Performance Tuning for 1.5gbit Internet and 10Gbit LAN
-
a default install on that hardware should be able to handle up to 2 gbit without any further configuration/tweaking/adjustments.
is this PPoE ? if yes: https://docs.netgate.com/pfsense/en/latest/hardware/tuning-and-troubleshooting-network-cards.html#pppoe-with-multi-queue-nics
if not you could check other possible solutions with regards to broadcom nics:
https://docs.netgate.com/pfsense/en/latest/hardware/tuning-and-troubleshooting-network-cards.html#broadcom-bge-4-cardseither way check the entire document to see if anything works
are there any interface errors? (status-->interfaces)
could you provide a 'top' at the time of a speedtest?
it would be ideal to perform a real throughput test with an iperf-server on the wan side , and an iperf-client on the lan side. -
@heper Great!
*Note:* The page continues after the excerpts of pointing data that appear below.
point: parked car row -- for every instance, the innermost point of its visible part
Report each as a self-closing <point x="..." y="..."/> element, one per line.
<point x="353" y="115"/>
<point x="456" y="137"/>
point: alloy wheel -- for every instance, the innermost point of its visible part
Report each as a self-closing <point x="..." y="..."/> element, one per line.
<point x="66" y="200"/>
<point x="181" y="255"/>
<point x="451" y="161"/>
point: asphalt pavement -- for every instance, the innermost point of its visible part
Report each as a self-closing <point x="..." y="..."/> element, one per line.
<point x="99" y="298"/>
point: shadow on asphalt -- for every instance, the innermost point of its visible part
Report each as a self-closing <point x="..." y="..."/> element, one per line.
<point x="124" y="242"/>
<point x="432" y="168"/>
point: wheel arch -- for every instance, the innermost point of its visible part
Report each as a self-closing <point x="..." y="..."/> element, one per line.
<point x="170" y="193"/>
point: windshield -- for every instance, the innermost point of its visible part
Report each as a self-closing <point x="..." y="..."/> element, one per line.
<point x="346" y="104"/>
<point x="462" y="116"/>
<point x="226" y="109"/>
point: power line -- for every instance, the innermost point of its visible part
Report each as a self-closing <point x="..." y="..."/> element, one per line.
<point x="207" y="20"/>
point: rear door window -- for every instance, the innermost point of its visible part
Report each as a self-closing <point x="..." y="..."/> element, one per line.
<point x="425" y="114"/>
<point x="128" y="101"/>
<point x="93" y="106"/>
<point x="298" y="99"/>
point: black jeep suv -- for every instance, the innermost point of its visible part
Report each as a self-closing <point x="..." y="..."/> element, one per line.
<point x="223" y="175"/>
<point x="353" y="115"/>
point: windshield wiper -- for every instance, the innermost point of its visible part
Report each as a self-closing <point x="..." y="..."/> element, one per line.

I'll dig into these docs today and see what I find.
As for iperf3 on the WAN side, where would I find a server out on the internet to use as an iperf3 source/destination? Spin up an instance with a cloud provider? Or is there somewhere that offers that as a service?
-
there are services available online but that would defeat the purpose.
any "old" laptop or pc could be an iperf server -
Any old laptop doesn't have a 10gbit fiber NIC (keep in mind I have no copper ports on my pfSense box at all) and I'd have to remove the ISP's transceiver and change my WAN settings to get rid of the VLAN and PPPoE so I don't know how accurate of a test that would be.
I can set up one of my servers on the WAN side and one on the LAN side each with a 10gbit fiber module, clear out my WAN settings and see what iPerf does. It would at least confirm that the hardware can handle the throughput.
-
Alright, so after looking through the documentation my /boot/loader.conf.local looks like this:
hw.bxe.interrupt_mode="1" net.inet.tcp.tso="0" if_bxe_load="YES" net.isr.dispatch="deferred" kern.ipc.nmbclusters="131072" hw.bxe.tso_enable="0" hw.pci.enable_msix="0"
and I've managed to break 1000, just barely. Although the speedtest seems finicky. see attached history of runs all very close to each other.
I also took a TOP while speed-testing but I'm not sure how to interpret the results.
Edit: I checked Status - Interfaces, no errors
-
That looks like plenty in hand in performance terms. No cpu core is anywhere near 100%. The bxe processes are not at 100%. I would have to guess the limit is somewhere else.
You might try running tests from the pfSense box itself. It's not a good way to show absolute values but you have CPU cycles to spare and it will allow you to test the WAN and LAN separately.
So you could run iperf on pfSense and test to it from the client to be sure you're getting speeds on the LAN that are above 1Gbps. You won't see 10Gbps but if you see, say, 4Gbps you know that's not limiting.
You can run the CLI speedtest client on pfSense to test only the WAN. That might show almost anything! My experience is that it usually shows low speeds on high bandwidth WANs but if it shows closer to 1200Mbps that would prove the WAN is good.